Worker’s rights and equal treatment
In addition, in line with the European directive, the new decree regulates the limits of labor market access for blue card holders and the principle of equal treatment with nationals of the issuing member state. Specifically:
- A residence permit shall be denied or revokes if the foreigner no longer holds his/her qualifications or a valid labor contract for highly qualified work, or if the foreigner does not have sufficient resources to support himself/herself and family members without availing to national social assistance. In such case, however, the decree established that the decision to revoke a blue card or refuse its renewal must respect the specific circumstances of the individual case and a general principle of proportionality (Art. 27-quater, paragraph 12, lett. b-bis and d TUI);
- Limited to the first 12 months of legal employment in Italy, the foreigner may only engage in work activities that comply with the conditions of admission and limited to those for which the blue card was issued. Changes of employer during the first 12 months are subject to prior authorization by the local labor authorities. In case of unemployment: during the period of unemployment, the Blue Card holder is authorized to seek and take up employment in accordance with the conditions of initial admission (Art. 27-quater, paragraph 13 e 13-bis TUI).
- A blue card holder may engage in a self-employment activity, in parallel with highly qualified subordinate work activity (Art. 27-quater, paragraph 13-ter TUI).

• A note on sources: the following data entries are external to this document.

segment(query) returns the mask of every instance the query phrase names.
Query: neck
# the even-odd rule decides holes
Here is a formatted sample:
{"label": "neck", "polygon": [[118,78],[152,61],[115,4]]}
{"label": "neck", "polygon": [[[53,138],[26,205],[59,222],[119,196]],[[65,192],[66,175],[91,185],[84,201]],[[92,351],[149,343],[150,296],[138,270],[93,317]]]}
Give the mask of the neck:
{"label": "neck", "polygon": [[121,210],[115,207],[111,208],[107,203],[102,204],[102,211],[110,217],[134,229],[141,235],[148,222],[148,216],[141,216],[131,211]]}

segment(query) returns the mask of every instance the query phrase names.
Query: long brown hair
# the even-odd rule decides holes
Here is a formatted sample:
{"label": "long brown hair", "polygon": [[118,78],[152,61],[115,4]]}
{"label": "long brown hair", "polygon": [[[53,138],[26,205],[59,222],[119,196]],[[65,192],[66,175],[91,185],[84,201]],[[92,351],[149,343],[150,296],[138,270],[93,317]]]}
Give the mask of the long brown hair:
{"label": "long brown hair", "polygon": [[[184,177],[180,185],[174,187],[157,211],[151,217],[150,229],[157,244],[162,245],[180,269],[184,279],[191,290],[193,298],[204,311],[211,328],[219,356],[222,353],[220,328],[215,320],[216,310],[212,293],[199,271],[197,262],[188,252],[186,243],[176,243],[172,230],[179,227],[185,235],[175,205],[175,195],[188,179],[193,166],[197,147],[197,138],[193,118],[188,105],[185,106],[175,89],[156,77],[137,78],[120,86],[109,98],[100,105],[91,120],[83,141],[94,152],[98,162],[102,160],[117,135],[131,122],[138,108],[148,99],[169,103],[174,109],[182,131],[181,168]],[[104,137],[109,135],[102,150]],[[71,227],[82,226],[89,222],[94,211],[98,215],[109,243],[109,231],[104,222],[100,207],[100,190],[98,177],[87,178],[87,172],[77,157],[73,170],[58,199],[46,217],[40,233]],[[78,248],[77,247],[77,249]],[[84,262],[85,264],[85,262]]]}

- Residence permits for family reasons, issued to family members of the blue card holder, can be converted into residence permits for employment, self-employment or study, if the relevant requirements are met (Art. 27-quater, paragraph 16 TUI).
Mobility within the European Union
Finally, the decree defines the mobility rules for workers holding blue cards issued by other member states, both with regards to short-term mobility and long-term mobility. Specifically, according to Art. 27-quater, paragraph 17 of the TUI:
- Foreigners holding a valid EU blue card issued by another member state may enter and stay in Italy to carry out a professional activity for a maximum of 90 days within a period of 180;
- After 12 months of legal residence in another member state, a foreigner holding a valid EU blue card issued by that state may enter Italy without the need for a visa, in order to engage in highly qualified work, for a period of more than 90 days, subject to the issuance of a work permit. This period is reduced to 6 months if the foreigner enters Italy from a second member state to which he/she had moved from a first member state, for the same reasons.
- Within 1 month from the foreigner’s entry into the national territory, the employer submits an application for the relevant work permit. Alternatively, the application for the work permit can be submitted by the Italian employer even if the EU blue card holder is still residing in the first member state.
- Within 30 days from the submission of the complete application, the relevant decision is communicated to the applicant and to the member state that issued the EU blue card.
- Within 8 working days from the entry into the Italian territory or from the issuance of the work permit approval (in case the worker was already present in the national territory), the worker must declare his/her presence and apply for a local residence permit.